The diagnostics data transfer between the device and the cloud is optimised to send as little data as possible. Some of the things that we do to ensure this are:

  • We use CBOR based encoding, which provides a tight binary representation of data to be transported between the device and the cloud
  • Wherever possible, we leverage the fact that the cloud can reference the ELF file for the firmware that is executing on the device. For example, if the firmware logs a read-only string data in diagnostics, this read-only string would already be present in the rodata of the firmware ELF image. So instead of transmitting the entire string, we just transmit the address of the string to the Insights cloud. The Insights cloud takes care of cross-referencing this with the appropriate ELF file to extract the string that is available.
  • Many cloud platforms charge based on the MQTT messages. One of the features we are working on is to piggyback diagnostics data into the same MQTT message as the command-and-control data from your cloud service. This will bring further costs savings by optimising the number of distinct MQTT messages being exchanged with the cloud.

Group Analytics

ESP Insights provides insights into how group of devices are performing. You may group devices based on the Project, Project Versions or Event categories.

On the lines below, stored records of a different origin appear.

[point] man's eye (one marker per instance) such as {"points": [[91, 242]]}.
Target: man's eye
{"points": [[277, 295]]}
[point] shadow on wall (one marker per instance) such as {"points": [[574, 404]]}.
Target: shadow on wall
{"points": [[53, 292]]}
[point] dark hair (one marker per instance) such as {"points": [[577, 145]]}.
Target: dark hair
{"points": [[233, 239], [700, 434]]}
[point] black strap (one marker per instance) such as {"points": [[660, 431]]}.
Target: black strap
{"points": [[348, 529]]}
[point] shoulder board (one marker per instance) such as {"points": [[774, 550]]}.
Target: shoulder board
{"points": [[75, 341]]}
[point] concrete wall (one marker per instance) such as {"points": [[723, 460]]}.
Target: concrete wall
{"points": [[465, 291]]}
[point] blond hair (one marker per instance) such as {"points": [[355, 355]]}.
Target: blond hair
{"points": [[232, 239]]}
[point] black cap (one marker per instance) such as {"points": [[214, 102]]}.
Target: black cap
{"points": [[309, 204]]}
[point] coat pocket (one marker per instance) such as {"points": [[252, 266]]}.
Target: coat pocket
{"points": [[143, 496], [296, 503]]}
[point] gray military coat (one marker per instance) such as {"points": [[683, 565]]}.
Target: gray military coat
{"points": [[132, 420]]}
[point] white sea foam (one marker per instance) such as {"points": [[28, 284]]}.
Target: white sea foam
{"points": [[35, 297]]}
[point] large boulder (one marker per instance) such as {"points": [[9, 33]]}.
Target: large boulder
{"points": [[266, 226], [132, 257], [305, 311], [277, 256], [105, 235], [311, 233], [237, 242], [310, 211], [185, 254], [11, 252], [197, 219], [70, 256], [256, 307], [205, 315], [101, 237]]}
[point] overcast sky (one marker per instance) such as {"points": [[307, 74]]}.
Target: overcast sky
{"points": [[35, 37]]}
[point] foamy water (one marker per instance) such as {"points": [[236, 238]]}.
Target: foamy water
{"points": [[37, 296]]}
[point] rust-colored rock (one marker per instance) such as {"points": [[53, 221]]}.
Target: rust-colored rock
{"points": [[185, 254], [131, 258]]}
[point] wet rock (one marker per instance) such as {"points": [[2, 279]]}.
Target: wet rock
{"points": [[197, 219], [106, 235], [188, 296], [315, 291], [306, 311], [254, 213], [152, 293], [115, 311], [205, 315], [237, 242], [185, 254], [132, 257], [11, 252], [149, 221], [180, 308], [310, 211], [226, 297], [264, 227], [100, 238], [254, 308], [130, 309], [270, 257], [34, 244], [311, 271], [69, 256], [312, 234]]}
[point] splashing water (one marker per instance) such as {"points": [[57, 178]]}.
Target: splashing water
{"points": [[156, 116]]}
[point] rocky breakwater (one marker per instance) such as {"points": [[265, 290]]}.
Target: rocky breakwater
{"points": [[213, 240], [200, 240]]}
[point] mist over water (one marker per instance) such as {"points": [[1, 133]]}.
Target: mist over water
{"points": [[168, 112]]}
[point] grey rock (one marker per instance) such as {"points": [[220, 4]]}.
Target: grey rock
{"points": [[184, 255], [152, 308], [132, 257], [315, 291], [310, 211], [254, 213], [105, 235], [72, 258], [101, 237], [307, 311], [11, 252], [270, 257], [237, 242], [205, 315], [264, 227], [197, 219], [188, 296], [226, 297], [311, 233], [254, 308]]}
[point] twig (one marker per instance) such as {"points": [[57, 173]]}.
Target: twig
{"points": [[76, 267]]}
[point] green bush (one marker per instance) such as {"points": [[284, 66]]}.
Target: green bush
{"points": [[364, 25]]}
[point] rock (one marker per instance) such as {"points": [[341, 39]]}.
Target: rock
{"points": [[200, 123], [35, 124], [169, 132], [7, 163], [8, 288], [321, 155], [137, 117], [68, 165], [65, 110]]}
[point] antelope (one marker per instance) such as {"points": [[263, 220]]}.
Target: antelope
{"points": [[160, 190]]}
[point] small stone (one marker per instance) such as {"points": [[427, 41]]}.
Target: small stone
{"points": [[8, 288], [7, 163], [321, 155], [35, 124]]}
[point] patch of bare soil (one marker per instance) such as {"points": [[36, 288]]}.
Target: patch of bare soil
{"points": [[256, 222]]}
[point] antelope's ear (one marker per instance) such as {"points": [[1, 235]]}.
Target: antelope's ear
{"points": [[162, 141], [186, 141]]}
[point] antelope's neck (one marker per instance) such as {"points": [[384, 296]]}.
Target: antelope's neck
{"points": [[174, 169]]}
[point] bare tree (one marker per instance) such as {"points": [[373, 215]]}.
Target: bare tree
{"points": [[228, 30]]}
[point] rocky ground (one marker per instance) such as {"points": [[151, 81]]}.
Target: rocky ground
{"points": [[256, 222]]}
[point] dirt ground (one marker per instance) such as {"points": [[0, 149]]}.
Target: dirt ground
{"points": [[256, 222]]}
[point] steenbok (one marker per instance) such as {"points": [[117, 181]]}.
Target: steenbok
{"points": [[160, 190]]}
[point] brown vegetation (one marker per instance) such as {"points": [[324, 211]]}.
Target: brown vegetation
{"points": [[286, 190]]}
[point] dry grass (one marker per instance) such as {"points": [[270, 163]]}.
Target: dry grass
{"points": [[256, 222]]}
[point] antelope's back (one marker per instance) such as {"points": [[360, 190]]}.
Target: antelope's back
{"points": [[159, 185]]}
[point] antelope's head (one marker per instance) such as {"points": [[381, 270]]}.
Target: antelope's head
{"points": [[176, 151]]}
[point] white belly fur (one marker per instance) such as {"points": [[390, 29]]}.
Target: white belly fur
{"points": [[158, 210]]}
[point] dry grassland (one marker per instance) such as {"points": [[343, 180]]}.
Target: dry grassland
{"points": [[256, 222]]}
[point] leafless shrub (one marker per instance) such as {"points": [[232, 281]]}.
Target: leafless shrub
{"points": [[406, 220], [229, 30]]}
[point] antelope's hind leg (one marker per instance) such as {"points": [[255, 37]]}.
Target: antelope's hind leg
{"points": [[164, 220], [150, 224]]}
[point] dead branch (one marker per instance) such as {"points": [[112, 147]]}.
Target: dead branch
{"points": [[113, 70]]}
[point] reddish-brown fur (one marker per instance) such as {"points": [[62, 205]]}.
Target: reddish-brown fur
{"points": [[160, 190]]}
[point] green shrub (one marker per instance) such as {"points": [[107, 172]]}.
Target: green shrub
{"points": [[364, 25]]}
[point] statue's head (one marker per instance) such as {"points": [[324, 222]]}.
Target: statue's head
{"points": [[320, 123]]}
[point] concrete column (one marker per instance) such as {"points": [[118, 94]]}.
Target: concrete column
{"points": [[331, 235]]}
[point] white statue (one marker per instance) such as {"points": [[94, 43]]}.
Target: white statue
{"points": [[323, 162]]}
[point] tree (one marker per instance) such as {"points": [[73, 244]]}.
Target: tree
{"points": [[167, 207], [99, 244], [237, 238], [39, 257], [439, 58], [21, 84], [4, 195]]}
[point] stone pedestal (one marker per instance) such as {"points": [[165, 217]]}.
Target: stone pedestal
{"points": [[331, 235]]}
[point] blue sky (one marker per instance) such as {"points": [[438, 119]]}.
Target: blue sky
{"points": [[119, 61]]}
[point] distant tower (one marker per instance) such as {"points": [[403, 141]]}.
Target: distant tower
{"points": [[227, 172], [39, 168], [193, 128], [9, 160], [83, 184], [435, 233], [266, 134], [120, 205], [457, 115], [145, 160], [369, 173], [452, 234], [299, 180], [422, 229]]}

  • Compare the firmware insights across different versions of a project
  • A very high-level insights starting at a project level and can be drilled down to an event category

Group Analytics 1

A few examples of group based data that you can observe:

  • Counts grouped by events (for e.g., Errors) for a particular project and version, in a selected time interval. You can change the interval to hour or aggregate to week or a month interval.

Group Analytics 2

  • Distribution of event counts (for e.g., crash counts) for a group in a selected time interval.

Group Analytics 3

  • Distribution of event (for e.g. Reboot reason) counts for a group in a selected time interval. You can drill down further on the reboot reason and get to the nodes which are reporting the particular event.

Group Analytics 4

  • Count of unique nodes which are reporting certain events (reboots / errors / warnings) in a selected time interval

Group Analytics 5

  • List of top nodes having the most number of events and can be drilled down to category level

Command Response

ESP Insights leverages RainMaker's command response feature to enable the device to be controllable from the Insights dashboard.

  • When enabled, this feature lists options under the Node's Settings tab. These interactive options can be used to control the device. For example, an admin can remotely reboot the device, enable or disable diagnostics collection, or granularly choose to enable or disable features such as Metrics and Variables.